Henry Pelham · Thanks for the nice words Natalie — we are very lucky to get to do what we do and my bros and I are thankful to live in Canada — it’s a great place to live and do business.

Doug McMillan · I had a 15 year-old Inniskillin icewine a few years ago, Definitely aged; it was amber. I got impression that this was an unusual thing to do.

Lise Charest Gagne · with icewine i do not see mixed grape varieties – Nat or other in the know is there a reason for that? I do notice that the red varieties are much more expensive (b/c the red grapes are not as hardy?)

Lori Kilmartin · I really enjoyed the Sperling!

Lise Charest Gagne · 300L/T wow surprising – how do you know when to pick Dave? Also any niagara producers that allow tours during that process

Ronald Vana · Yes I only bring the Ice wine back to Netherlands when I’m in Qc

Henry Pelham · I love Riedel glasses — but only because I like to drink from nice chrystal. Im not a strong believer in the importance of the shape of a glass other than it should be tulip shaped (more or less)

Henry Pelham · Icewine when opened will ,last for several weeks if kept refrigerated. Always best when fresh but okay for many weeks later and can always be used for cooking

Henry Pelham · Stratus is a great winery — great people making great wine. Love their iconic Stratus Red and Stratus White especially, but you won’t go wrong with any of their offerings.

Henry Pelham · Icewine has become an important export wine for us — it opened alot of doors for us, and now our still wines follow. Still wines are now following — especially top end!

Henry Pelham · 2016 will be remembered as one of the warmest vintages in history — and even quite mild (bt CDN standards) in Nov/Dec), so there were concerns about losing some of the crop, but finally yields came in about where we wanted them.

Henry Pelham · Yes, Vidal is the main varietal as it has thick skins and so is quite resistant to rot. It also makes a delicious bottle of wine! But Riesling is arguably the finest varietal — yet it’s thinner skinned and more susceptible to rot (remember that these grapes hang quite late on the vine). In the Short Hills Bench we get cold weather sooner, so we can specialize in Riesling, which we are very happy about!

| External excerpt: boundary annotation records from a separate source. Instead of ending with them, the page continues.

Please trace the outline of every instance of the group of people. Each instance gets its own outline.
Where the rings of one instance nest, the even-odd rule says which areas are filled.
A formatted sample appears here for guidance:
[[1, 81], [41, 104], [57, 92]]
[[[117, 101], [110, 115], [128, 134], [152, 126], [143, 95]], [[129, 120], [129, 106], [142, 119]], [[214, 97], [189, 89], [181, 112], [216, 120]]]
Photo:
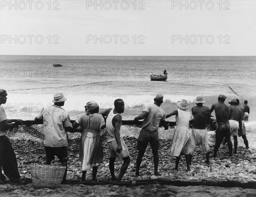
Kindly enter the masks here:
[[[5, 90], [0, 90], [1, 104], [6, 103], [7, 95]], [[248, 148], [245, 128], [242, 121], [243, 117], [244, 120], [248, 120], [250, 108], [247, 105], [247, 102], [245, 101], [245, 105], [243, 107], [239, 105], [239, 100], [233, 99], [229, 103], [230, 106], [227, 106], [224, 103], [226, 98], [224, 95], [220, 95], [218, 103], [212, 105], [210, 109], [203, 105], [206, 101], [204, 100], [202, 96], [197, 97], [194, 101], [196, 106], [191, 109], [194, 120], [193, 128], [192, 129], [189, 126], [192, 116], [188, 110], [190, 106], [187, 101], [181, 100], [177, 103], [178, 109], [166, 116], [164, 111], [160, 107], [163, 101], [163, 96], [157, 94], [154, 98], [154, 103], [148, 105], [144, 111], [134, 119], [136, 122], [143, 120], [137, 147], [138, 152], [136, 160], [136, 177], [140, 176], [140, 165], [148, 143], [150, 144], [153, 155], [154, 175], [161, 176], [158, 171], [159, 160], [158, 128], [159, 127], [164, 127], [165, 130], [168, 129], [168, 125], [165, 119], [172, 116], [175, 116], [176, 122], [172, 140], [170, 140], [170, 155], [176, 157], [174, 170], [178, 169], [182, 154], [185, 155], [187, 171], [190, 170], [192, 156], [197, 145], [202, 146], [202, 153], [206, 156], [206, 163], [209, 164], [210, 149], [208, 143], [207, 124], [210, 123], [211, 114], [213, 110], [215, 111], [218, 126], [213, 157], [216, 156], [217, 151], [224, 137], [225, 139], [223, 143], [225, 141], [227, 142], [230, 155], [232, 155], [231, 135], [234, 140], [234, 154], [237, 153], [238, 135], [242, 136], [246, 148]], [[120, 135], [122, 120], [121, 114], [124, 112], [125, 109], [124, 101], [116, 99], [114, 102], [114, 108], [108, 109], [100, 112], [99, 112], [98, 103], [90, 101], [84, 106], [85, 112], [81, 114], [72, 124], [69, 114], [61, 107], [64, 106], [66, 100], [61, 93], [55, 94], [52, 101], [54, 105], [51, 107], [44, 108], [35, 118], [35, 121], [38, 123], [41, 121], [44, 124], [46, 164], [50, 164], [55, 156], [58, 157], [61, 165], [67, 167], [62, 180], [62, 183], [65, 183], [68, 160], [67, 132], [81, 132], [79, 159], [82, 163], [81, 181], [85, 180], [87, 170], [91, 168], [93, 169], [92, 180], [96, 181], [98, 167], [103, 163], [100, 133], [106, 128], [109, 156], [109, 168], [111, 180], [121, 181], [131, 161], [127, 146]], [[8, 129], [20, 124], [21, 120], [8, 120], [1, 106], [0, 109], [0, 183], [6, 179], [2, 174], [1, 167], [11, 182], [15, 183], [19, 181], [20, 176], [15, 154], [6, 134]], [[81, 129], [77, 129], [79, 126]], [[116, 157], [122, 158], [123, 160], [117, 178], [114, 172]]]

Henry Pelham · We like to pick fast and furious, then take time to press (but not too much time). 2015 vintage was harvested very late — Jan 2016. The yields were low as the grapes hang so long. The blessing was that even though the yields were low, because there was so much concentration, on half as much fruit we got close to the same L/tonne as needed — freaked us out but worked out in the end!

Bob Levesque · The Lcbo in Brampton has a very poor selection of icewine and is in the gift section.

Bob Levesque · How long will an open bottle of icewine last in the fridge?

Lise Charest Gagne · ice wine is surprisingly good with my husbands beer batter vidalia onion rings – were drinking Kaiken very full body with local beef burgers

Lise Charest Gagne · Dan any ice wine with apples emerging from your areas they are from QC

Gwen Barton · My father-in-law loves “ice wine and brandy” – not sure if this is sacrilegious.. I prefer the pure stuff 😊

Ronald Vana · would recommend esp blue cheeses pairing of strong flavours

Ronald Vana · how long does fermentation take? Any difference between stainless and oak fi the Oak Aged Vidal of Peller?

Henry Pelham · Yields in icewine vs still wine — about 300L/tonne for icewine vs 720 L for still wine — but remember that it’s not just the L/tonne that make icewine costly — we also lose much of the crop to drying out on the vine and weathering etc

Henry Pelham · Ann Sperling has been making wine for many years in Ont, BC and Argentina. She does a great job at Southbrook (Niagara) but also at her family’s estate in BC — haven’t tried Argentina but have NO DOUBT that those wines will be great too based on her other efforts.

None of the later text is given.